Comment 3 Mark Peek freebsd_committer freebsd_triage 2017-06-08 22:13:57 UTC
From my testing this is not a bug and everything is working as designed. I am seeing a large decrease in performance when LRO is turned on and using pfSense as a gateway. This is due to the originating packets having the IP DF (don’t fragment) flag set which then gets combined into larger packets via LRO. When this (larger) packet needs to be fragmented to match the other NIC the FreeBSD kernel sees the DF flag, drops the packet, and then sends back an ICMP “unreachable - need to frag” message to the sender. The reason it works at all is due to other traffic which disallows the LRO to occur and some packets get forwarded.

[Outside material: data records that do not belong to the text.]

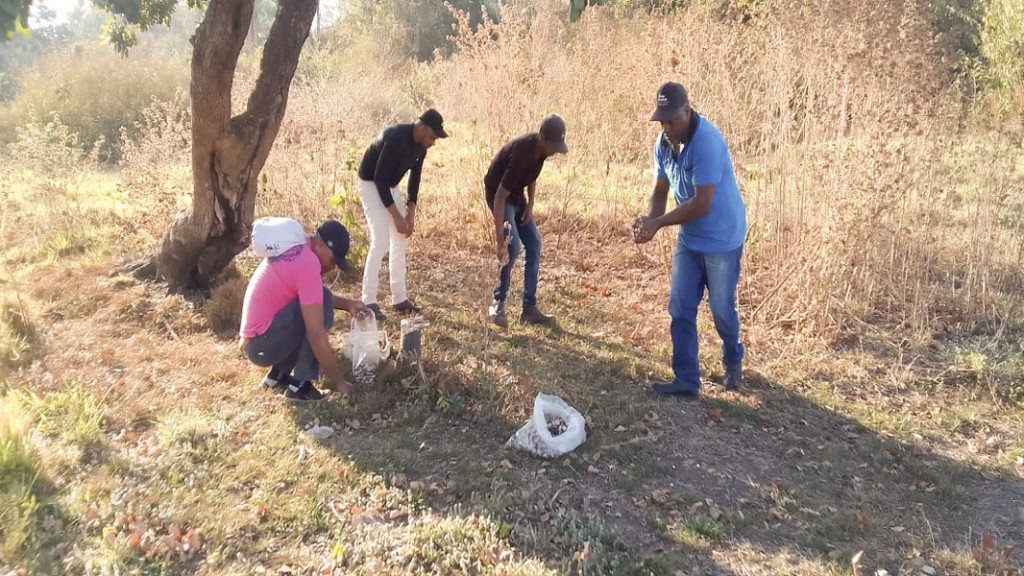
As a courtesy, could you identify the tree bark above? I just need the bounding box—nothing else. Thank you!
[156,0,318,290]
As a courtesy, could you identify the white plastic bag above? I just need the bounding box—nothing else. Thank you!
[251,216,306,258]
[506,394,587,458]
[341,315,391,384]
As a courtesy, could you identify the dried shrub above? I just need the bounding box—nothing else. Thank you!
[0,297,43,372]
[203,276,249,338]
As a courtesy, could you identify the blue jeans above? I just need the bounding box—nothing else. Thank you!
[246,286,334,382]
[492,202,541,306]
[669,238,743,393]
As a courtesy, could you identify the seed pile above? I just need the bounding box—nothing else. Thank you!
[352,365,376,386]
[548,418,569,436]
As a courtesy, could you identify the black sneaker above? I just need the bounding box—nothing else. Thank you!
[262,368,294,392]
[650,382,700,402]
[285,380,325,402]
[367,302,387,322]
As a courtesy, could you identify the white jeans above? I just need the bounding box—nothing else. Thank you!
[358,179,409,304]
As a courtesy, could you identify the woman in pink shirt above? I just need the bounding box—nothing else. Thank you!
[240,220,372,401]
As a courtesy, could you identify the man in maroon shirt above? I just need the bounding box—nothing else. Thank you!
[483,114,568,328]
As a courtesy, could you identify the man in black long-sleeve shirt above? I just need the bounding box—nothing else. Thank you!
[358,109,447,321]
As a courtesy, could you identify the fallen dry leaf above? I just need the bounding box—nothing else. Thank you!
[705,408,722,426]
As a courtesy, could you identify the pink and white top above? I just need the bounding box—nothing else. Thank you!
[240,239,324,338]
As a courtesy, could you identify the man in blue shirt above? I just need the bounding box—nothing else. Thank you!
[633,82,746,400]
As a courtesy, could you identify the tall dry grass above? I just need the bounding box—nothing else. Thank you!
[417,1,1024,337]
[116,0,1024,338]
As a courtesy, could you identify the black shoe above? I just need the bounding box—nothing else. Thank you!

One test I did was turning LRO on and using scp to put a file onto the pfSense appliance which resulted in good performance (not seeing the same drop in performance). I would be interested if you 1) see good performance with LRO turned on and scp a large file to the appliance and 2) see ICMP "need to frag" with LRO turned on and scp to a machine on the remote side.

Since the pfSense appliance is being used as a gateway you should leave LRO turned off.
Comment 4 Maxim Masiutin 2017-06-08 22:20:49 UTC
Thank you very much for your investigation! I will send the link to your message to pfSense guys. I think that it would have been reasonable to hide this option altogether from the user interface, or add a notice to the user interface to only enable this option if pfSense is used as an endpoint, not as a router. Currently, such a notice exists only in the online documentation, not in the user interface, which tells that this option is not recommended and turned off by default due to the bugs int he driver software. In fact there were no bugs but misconfiguration. The note in the user interface should clearly indicate the real reason and not mislead the users. Thank you very much again for your help.
Comment 5 Mark Peek freebsd_committer freebsd_triage 2017-06-15 16:16:59 UTC
Maxim, were you able to run the experiments, discuss with the pfSense team, and/or confirm the conclusions I added in comment #3? Just looking to see if this bug (and the linked VMware bug) can be closed out.
Comment 6 Maxim Masiutin 2017-06-15 17:05:35 UTC
I agree with your conclusions, but I didn't make the tests that you have suggested : (1. see good performance with LRO turned on and scp a large file to the appliance and 2. see ICMP "need to frag" with LRO turned on and scp to a machine on the remote side.)

Since when I use pfSense as a router, and when I ran speed tests on virtual machines that used pfSense as a router, and download speed almost didn't suffer, but upload speed dropped from around 400 MBps to around 0.5 MBps, I suspect that your conclusions are correct.

So I agree with you that it was a misconfiguration, not a bug. But I didn't make the tests that you have suggested.

I have contacted pfSense developers and asked them to change the notice in the configuration panel in pfSense. Currently, there is a notice saying that LRO is disabled by default because "most drivers have bugs". I have asked them to change this to "LRO should only be enabled on an end point". I am sure that the description of the LRO user interface was the cause of all problems that misled me.

I will watch future versions of pfSense and will remind them if they won't change the notice.

Don't get me wrong, I'm just a simple user, not a professional sysadmin, and I'm not skilled enough, for example, to see ICMP "need to frag" with LRO turned on and scp to a machine on the remote side.

I would have suggested to close this bugtracker entry.

Thank you very much again for your help.
Comment 7 Mark Peek freebsd_committer freebsd_triage 2017-06-19 15:47:22 UTC
Closing as not a bug. Per discussion, routing with LRO can cause packets to not be forwarded causing this decrease in performance.